The Aussie was barely changed at US$0.7612. A rise above its 10-week peak of US$0.7676 touched on July 15 would push it to its highest level since early May.

"The Aussie is still getting a lot of favourable support against most major currencies due to rising risk appetite and the country's triple A credit rating," said Stephen Innes, senior currency trader at Oanda Australia and Asia Pacific.

Despite last week's interest rate cut by the Reserve Bank of Australia (RBA) to a record low 1.5 per cent, the currency still offers yields that are among the highest compared to other developed countries.

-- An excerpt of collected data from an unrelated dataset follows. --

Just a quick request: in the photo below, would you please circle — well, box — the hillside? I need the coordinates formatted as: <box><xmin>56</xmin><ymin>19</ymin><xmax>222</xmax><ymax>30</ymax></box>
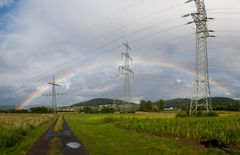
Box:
<box><xmin>164</xmin><ymin>98</ymin><xmax>191</xmax><ymax>107</ymax></box>
<box><xmin>154</xmin><ymin>97</ymin><xmax>240</xmax><ymax>111</ymax></box>
<box><xmin>72</xmin><ymin>98</ymin><xmax>137</xmax><ymax>107</ymax></box>
<box><xmin>211</xmin><ymin>97</ymin><xmax>239</xmax><ymax>104</ymax></box>
<box><xmin>72</xmin><ymin>97</ymin><xmax>240</xmax><ymax>111</ymax></box>
<box><xmin>211</xmin><ymin>97</ymin><xmax>240</xmax><ymax>111</ymax></box>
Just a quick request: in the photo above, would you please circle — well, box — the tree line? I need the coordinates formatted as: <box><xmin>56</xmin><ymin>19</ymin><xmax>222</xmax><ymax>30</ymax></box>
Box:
<box><xmin>139</xmin><ymin>100</ymin><xmax>164</xmax><ymax>112</ymax></box>
<box><xmin>0</xmin><ymin>107</ymin><xmax>54</xmax><ymax>113</ymax></box>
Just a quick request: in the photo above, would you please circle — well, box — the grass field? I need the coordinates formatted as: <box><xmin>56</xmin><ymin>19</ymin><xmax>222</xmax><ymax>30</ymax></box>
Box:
<box><xmin>0</xmin><ymin>114</ymin><xmax>54</xmax><ymax>155</ymax></box>
<box><xmin>65</xmin><ymin>113</ymin><xmax>239</xmax><ymax>155</ymax></box>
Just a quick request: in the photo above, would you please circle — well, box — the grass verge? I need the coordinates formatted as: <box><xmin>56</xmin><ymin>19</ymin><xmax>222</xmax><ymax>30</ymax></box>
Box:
<box><xmin>54</xmin><ymin>114</ymin><xmax>63</xmax><ymax>132</ymax></box>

While the Aussie, seen as a proxy for China plays, did not move on Chinese July trade data issued on Monday, some traders saw as encouraging how iron ore imports rose 8.3 per cent from the previous month, to its second-highest on record. China is Australia's largest trading partner.

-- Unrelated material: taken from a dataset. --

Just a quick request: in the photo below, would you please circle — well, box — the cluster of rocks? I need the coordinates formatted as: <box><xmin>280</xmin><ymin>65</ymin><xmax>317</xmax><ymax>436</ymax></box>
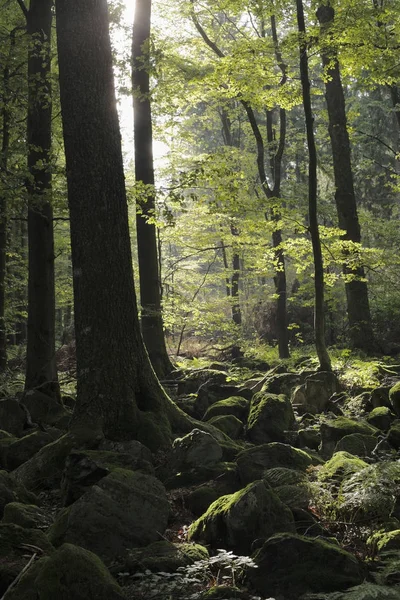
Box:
<box><xmin>0</xmin><ymin>365</ymin><xmax>400</xmax><ymax>598</ymax></box>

Analysts say any further upside for the Aussie is likely to be limited with the futures market pricing in an even chance of another quarter point cut by Christmas.

The New Zealand dollar slipped 0.3 per cent to US$0.7116 on Monday, as the greenback was boosted by strong US jobs figures that increased the probability of a Federal Reserve interest rate hike this year.

The Reserve Bank of New Zealand is widely expected to cut its rates at a policy meeting on Thursday, though the currency has proved resilient to easier policy.

"The market already fully prices a 25 basis point (cash rate) cut this week and almost 40 basis points of further cuts beyond that." said BNZ senior market strategist Kymberly Martin.

"If the RBNZ does not indicate at least this much easing is to come, the risk is we see the NZD bounce."

New Zealand government bond prices slipped, sending yields 2 basis points higher at the long end of the curve.

Australian government bond futures fell, with the three-year bond contract down 3 ticks at 98.58. The 10-year contract slipped 8.5 ticks to 98.03, in line with losses in US Treasuries following the upbeat payrolls report.